To make the refried beans:In a large skillet heat the olive oil over medium heat. Add the chopped onions and cook until soft. Add the drained beans and mash them using a masher or a fork. Add some of the can liquid to make the beans easy to spread and not too dry. To make assorted-topping Molletes:
Preheat broiler to "Low".
Place halved rolls on a baking sheet and broil until lightly golden, 1 to 3 minutes, depending on your broiler and always keeping an eye on the bread pieces so that they don't burn. Spread each halved roll with 1/4 cup of beans.
For the Chorizo Molletes, spread 1/4 cup of cooked Mexican Chorizo over the refried bean layer of 2 halved bolillo rolls.
For the Ham Molletes, spread 1/4 cup of smoked ham over the refried bean layer of 2 halved bolillo rolls.
Top all the Molletes with shredded cheese.

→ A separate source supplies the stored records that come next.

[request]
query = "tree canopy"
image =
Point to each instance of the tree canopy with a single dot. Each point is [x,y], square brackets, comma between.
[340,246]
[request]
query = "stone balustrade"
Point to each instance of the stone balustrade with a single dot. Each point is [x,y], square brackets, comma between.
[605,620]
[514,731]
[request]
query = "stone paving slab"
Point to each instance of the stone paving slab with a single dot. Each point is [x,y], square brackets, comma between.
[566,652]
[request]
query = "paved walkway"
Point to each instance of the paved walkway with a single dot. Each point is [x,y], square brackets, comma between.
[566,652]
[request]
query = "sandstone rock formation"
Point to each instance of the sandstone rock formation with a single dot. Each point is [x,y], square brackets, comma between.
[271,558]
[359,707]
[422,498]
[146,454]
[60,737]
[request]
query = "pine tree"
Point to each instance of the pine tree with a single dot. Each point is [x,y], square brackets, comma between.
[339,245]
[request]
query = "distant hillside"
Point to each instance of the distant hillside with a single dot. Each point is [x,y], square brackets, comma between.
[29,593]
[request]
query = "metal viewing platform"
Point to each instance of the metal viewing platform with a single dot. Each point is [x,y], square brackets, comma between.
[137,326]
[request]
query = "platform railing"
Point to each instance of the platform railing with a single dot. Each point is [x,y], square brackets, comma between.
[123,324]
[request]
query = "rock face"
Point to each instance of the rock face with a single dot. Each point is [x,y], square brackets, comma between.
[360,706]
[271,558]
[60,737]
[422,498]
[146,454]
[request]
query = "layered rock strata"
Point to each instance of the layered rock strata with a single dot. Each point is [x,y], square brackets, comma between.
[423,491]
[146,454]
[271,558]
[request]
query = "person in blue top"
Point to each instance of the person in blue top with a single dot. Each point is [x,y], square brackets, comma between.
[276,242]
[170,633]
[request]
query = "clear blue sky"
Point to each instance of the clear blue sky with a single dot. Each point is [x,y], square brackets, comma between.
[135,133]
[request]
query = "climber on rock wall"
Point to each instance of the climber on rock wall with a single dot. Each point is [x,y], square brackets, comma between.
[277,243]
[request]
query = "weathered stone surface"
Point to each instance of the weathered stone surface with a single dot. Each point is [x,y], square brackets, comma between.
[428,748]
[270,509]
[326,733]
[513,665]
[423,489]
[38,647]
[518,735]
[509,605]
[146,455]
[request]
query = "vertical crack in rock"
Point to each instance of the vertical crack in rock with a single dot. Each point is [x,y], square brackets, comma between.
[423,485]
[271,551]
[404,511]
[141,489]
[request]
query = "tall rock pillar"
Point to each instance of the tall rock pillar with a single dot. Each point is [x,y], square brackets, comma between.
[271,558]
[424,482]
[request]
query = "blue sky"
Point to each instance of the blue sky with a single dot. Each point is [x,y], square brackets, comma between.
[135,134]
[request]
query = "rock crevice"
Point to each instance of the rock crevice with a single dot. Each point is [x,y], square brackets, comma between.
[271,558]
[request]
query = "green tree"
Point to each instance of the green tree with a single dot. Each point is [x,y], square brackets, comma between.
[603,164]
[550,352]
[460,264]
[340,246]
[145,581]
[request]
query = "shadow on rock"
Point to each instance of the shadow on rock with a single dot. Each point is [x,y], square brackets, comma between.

Return to the broiler and broil until the cheese is melted and starting to bubble, 1 to 3 minutes depending on your broiler and always keeping an eye on the bread pieces so that the molletes don't burn. Serve hot and enjoy with your favorite salsa.
To make the Pico de Gallo Salsa:Chop 2 Roma tomatoes, 1/2 cup white or red onions, 1 seeded, serrano chile (or half of one seeded, jalapeno) and a small bunch of rinsed cilantro. I add 2 tsp of olive oil to the salsa also, as it enhances all the flavors. Season to taste with salt and pepper and toss all the ingredients.